A professor writing for the Archdiocese of Los Angeles’ Angelus News also criticized the movie, which is based off of a novel by Robert Harris, as “a badly written, poorly researched, half-baked mystery that takes itself too seriously but turns at times into unwitting comedy.” Stefano Rebeggiani wrote in his review of the movie that “It is so simplistic, ignorant, and shallow that it feels like it was written for an audience of 12-year-olds.”
Rebeggiani is an associate professor of Classics at the University of Southern California. Acknowledging the film’s anti-Catholic bias, he criticized it for being “just plain bad,” noting that it is filled with “a whole lot of cliches and stereotypes.” When a new, mysterious so-called cardinal enters shortly after the film begins, Rebeggiani explains that it is evident who will be the next pope. While all the other cardinals “are corrupt and two-faced,” focusing on wealth and power, this new so-called cardinal is not, and rather focuses on those in need.
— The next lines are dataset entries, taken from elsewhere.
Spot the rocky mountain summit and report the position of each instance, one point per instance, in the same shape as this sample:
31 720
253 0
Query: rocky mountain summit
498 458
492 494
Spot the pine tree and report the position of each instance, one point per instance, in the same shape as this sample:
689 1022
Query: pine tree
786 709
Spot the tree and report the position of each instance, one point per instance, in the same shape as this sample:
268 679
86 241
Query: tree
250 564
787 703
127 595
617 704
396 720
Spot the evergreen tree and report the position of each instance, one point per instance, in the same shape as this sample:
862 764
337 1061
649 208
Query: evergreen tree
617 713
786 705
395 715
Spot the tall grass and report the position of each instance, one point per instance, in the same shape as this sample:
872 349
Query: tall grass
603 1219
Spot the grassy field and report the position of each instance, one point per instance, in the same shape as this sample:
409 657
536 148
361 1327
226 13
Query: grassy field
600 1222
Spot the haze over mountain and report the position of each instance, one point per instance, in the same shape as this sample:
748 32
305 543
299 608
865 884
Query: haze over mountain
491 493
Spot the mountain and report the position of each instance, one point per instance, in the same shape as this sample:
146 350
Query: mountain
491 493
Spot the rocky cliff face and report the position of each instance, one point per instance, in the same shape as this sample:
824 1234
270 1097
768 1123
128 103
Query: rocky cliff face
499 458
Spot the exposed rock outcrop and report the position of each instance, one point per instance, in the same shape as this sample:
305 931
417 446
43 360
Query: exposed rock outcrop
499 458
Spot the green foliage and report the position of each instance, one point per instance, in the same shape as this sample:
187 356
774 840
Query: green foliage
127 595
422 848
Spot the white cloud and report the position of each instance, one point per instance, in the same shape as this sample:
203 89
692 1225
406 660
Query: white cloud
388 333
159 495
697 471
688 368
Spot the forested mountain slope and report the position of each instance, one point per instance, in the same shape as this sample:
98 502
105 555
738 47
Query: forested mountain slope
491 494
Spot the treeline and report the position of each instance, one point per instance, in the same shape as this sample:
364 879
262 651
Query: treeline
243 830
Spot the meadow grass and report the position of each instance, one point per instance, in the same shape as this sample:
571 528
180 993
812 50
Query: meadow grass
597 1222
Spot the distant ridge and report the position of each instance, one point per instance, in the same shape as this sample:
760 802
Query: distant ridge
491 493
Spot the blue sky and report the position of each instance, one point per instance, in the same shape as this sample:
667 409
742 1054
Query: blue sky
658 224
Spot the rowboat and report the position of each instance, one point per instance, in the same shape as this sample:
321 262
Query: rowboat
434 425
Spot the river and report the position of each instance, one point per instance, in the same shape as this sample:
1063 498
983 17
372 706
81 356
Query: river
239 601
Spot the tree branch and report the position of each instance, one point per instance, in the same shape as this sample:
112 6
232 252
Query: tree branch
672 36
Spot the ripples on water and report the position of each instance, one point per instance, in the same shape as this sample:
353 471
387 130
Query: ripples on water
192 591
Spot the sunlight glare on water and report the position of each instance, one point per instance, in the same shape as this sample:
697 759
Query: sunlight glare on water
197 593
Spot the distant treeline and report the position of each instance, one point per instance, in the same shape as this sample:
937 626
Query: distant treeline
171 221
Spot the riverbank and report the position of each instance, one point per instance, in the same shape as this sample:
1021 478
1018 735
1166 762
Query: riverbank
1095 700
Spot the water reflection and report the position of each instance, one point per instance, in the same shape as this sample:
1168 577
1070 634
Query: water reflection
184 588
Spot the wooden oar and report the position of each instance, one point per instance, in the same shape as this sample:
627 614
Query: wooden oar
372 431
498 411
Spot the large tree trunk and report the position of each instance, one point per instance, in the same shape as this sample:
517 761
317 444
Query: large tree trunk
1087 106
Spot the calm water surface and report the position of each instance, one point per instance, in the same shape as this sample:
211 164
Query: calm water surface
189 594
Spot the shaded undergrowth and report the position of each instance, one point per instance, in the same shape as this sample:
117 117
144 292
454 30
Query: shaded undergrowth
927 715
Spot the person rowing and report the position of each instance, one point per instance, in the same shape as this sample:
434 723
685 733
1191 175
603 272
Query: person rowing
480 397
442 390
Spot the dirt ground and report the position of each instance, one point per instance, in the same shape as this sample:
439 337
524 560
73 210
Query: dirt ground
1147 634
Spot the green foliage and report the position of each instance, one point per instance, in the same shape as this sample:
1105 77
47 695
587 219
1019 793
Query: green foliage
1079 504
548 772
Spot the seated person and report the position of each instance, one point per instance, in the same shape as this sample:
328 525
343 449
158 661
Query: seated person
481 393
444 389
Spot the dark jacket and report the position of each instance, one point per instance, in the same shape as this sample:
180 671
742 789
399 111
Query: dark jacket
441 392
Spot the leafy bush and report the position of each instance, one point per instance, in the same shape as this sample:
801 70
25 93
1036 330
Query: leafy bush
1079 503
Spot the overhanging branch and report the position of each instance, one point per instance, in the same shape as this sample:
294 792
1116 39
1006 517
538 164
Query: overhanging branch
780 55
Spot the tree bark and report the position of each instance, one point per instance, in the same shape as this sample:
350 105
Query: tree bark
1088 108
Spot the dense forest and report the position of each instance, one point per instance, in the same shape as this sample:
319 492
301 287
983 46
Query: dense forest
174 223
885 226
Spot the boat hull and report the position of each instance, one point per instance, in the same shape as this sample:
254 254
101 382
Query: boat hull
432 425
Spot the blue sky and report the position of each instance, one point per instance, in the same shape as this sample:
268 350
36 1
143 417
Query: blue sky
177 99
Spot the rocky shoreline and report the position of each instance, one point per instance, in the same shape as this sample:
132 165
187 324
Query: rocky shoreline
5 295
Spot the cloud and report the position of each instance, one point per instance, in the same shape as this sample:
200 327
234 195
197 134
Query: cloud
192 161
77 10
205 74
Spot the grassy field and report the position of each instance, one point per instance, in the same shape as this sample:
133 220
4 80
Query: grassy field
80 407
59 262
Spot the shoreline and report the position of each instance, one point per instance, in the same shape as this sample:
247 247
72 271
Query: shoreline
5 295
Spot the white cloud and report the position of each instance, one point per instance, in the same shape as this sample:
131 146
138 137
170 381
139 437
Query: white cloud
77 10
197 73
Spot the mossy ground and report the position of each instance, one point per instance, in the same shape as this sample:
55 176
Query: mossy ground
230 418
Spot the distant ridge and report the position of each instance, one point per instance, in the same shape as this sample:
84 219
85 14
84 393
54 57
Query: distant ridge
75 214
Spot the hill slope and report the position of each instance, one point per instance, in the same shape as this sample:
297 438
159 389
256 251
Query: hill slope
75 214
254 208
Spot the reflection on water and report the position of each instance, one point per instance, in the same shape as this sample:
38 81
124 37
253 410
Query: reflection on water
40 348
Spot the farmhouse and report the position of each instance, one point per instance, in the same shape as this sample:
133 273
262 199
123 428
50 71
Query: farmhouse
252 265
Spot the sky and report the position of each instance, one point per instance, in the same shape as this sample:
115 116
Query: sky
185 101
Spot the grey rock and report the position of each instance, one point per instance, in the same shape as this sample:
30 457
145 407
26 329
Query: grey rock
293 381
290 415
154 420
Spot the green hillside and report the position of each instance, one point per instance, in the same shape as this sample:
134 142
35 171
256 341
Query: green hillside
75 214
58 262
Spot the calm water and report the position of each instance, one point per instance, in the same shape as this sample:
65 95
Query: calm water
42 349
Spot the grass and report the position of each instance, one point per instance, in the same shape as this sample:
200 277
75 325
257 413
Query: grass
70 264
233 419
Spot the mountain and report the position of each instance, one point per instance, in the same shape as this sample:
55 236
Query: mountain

Rebeggiani also described a speech given by this so-called cardinal as “so full of platitudes it could have been written by ChatGPT.” “I am not surprised that a movie so bad was produced,” Rebeggiani concluded: “I am surprised to see a respected cast of actors associated with such uninspiring material.”
Since most film critics are atheists, agnostics, or pagans, they will gush over a film like this. The only movies they like about Catholics or Christianity are those that attack it.
When the pedophile priest scandal hit its peak, the Catholic Church found that pedophilia represented only 2% of priests, the same as the general population.